Templates, which are useful for a one-off type of application, where the
lifecycle of a component is not important after it is installed. A template provides an easy
way to get started developing a Kubernetes application with minimal overhead.
A template can be a list of resource definitions, which could be Deployment
,
Service
, Route
, or other objects. If you want to change names or resources,
you can set these values as parameters in the template.
You can configure the supporting Operators and
templates to the specific needs of your development team and then make them
available in the namespaces in which your developers work. Many people add
shared templates to the openshift
namespace because it is accessible from all
other namespaces.
Kubernetes manifests let you create a more complete picture of the components
that make up your Kubernetes applications. You write these manifests as YAML
files and deploy them by applying them to the cluster, for example, by running
the oc apply
command.
At this point, consider ways to automate your container development process. Ideally, you have some sort of CI pipeline that builds the images and pushes them to a registry. In particular, a GitOps pipeline integrates your container development with the Git repositories that you use to store the software that is required to build your applications.
The workflow to this point might look like:
Day 1: You write some YAML. You then run the oc apply
command to apply that
YAML to the cluster and test that it works.
Day 2: You put your YAML container configuration file into your own Git repository. From there, people who want to install that app, or help you improve it, can pull down the YAML and apply it to their cluster to run the app.
Day 3: Consider writing an Operator for your application.

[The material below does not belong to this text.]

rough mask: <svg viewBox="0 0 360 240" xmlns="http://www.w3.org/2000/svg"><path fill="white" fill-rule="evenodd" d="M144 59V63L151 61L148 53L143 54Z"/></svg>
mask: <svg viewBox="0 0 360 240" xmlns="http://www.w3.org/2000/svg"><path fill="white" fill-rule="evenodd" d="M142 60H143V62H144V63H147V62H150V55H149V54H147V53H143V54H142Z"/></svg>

Packaging and deploying your application as an Operator might be preferred if you make your application available for others to run. As noted earlier, Operators add a lifecycle component to your application that acknowledges that the job of running an application is not complete as soon as it is installed.
When you create an application as an Operator, you can build in your own knowledge of how to run and maintain the application. You can build in features for upgrading the application, backing it up, scaling it, or keeping track of its state. If you configure the application correctly, maintenance tasks, like updating the Operator, can happen automatically and invisibly to the Operator’s users.
An example of a useful Operator is one that is set up to automatically back up data at particular times. Having an Operator manage an application’s backup at set times can save a system administrator from remembering to do it.
Any application maintenance that has traditionally been completed manually, like backing up data or rotating certificates, can be completed automatically with an Operator.